Otros, prefieren evadirse y leen novelas criminales, se acercan a la trilogía de Steig Larsson o se embarcan en alguna novela con tintes históricos.
Yo, que este verano trabajo y tengo menos tiempo que en cualquier otra época del año, me he decidido por un término medio. En realidad, me he visto obligado. La idea era leer (releer en algún caso) las novelas de Fante, tanto padre como hijo. Otra opción era ponerme de una vez con Onetti hasta acabar harto de sus libros. Pero creo que ninguna de las dos opciones van a poder ser de momento, así que me decanto por seguir leyendo lo que hasta ahora; esto es: normalmente novedades de autores de habla hispana, editoriales independientes, y un mínimo de calidad.
En esta ocasión, el libro es de la editorial Xordica, una editorial aragonesa de la que hasta ahora no había hablado y que, sin embargo tiene en su catálogo a autores tan interesantes como Ismael Grasa, Daniel Gascón o Cristina Grande; amén de Labordeta y Félix Romeo.
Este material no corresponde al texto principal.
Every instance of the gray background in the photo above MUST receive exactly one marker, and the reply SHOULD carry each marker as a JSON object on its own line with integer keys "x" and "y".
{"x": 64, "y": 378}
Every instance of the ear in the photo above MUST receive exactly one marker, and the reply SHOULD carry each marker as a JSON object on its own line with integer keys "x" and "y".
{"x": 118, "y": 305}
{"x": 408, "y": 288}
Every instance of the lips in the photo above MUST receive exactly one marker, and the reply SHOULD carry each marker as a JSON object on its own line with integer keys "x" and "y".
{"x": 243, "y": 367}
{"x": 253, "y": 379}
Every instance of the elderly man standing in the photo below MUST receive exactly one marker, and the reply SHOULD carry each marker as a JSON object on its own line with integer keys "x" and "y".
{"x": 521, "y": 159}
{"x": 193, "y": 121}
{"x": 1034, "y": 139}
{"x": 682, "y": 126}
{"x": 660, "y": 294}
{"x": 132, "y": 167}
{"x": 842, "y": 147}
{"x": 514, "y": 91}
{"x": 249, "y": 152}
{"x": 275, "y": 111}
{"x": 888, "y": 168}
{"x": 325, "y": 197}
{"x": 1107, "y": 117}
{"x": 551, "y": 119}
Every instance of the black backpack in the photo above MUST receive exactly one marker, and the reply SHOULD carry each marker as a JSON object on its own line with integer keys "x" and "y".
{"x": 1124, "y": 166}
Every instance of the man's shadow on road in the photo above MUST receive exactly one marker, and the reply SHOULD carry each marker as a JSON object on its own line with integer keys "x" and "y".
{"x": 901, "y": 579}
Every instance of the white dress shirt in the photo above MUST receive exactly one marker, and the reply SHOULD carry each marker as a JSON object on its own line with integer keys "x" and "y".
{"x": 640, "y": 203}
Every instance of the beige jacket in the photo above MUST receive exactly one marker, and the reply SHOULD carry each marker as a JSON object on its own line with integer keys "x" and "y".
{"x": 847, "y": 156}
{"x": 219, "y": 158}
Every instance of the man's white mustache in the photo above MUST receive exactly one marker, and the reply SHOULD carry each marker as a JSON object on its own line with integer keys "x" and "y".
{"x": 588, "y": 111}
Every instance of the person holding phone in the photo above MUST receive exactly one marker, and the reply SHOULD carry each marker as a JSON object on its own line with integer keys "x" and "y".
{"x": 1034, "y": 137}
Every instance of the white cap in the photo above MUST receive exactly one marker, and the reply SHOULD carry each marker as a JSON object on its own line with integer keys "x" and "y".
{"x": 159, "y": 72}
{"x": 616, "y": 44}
Una familia normal narra a cuatro voces (la del padre, Darío; la madre, Pepa; y los hijos, Guillermo y Fran) el día a día de una familia española. Ni más ni menos.Ahora bien, ¿qué es una familia normal? A lo largo de las poco más de doscientas páginas la narración se ve salpicada de diferentes posturas teóricas sobre qué es ese grupo definido como familia. Descripciones antropológicas, sociológicas o filosóficas disertan sobre este asunto. Pero una familia moderna, actual, poco o nada tiene que ver con las apostillas científicas. Quizás quede algún vestigio muy remoto. Solo quizás. Pero lo que está claro es que no es lo que postulan.
Y para explicarnos que es esto de la familia aparecen esas cuatro voces pertenecientes al grupo. Así, cada miembro tiene su propia mirada y acentúa lo que más le interesa destacar de su existencia. Un mismo suceso se ve desde diferente prisma según los ojos con que se miren. Incluso la familia tiene un significado diferente para cada uno de sus miembros.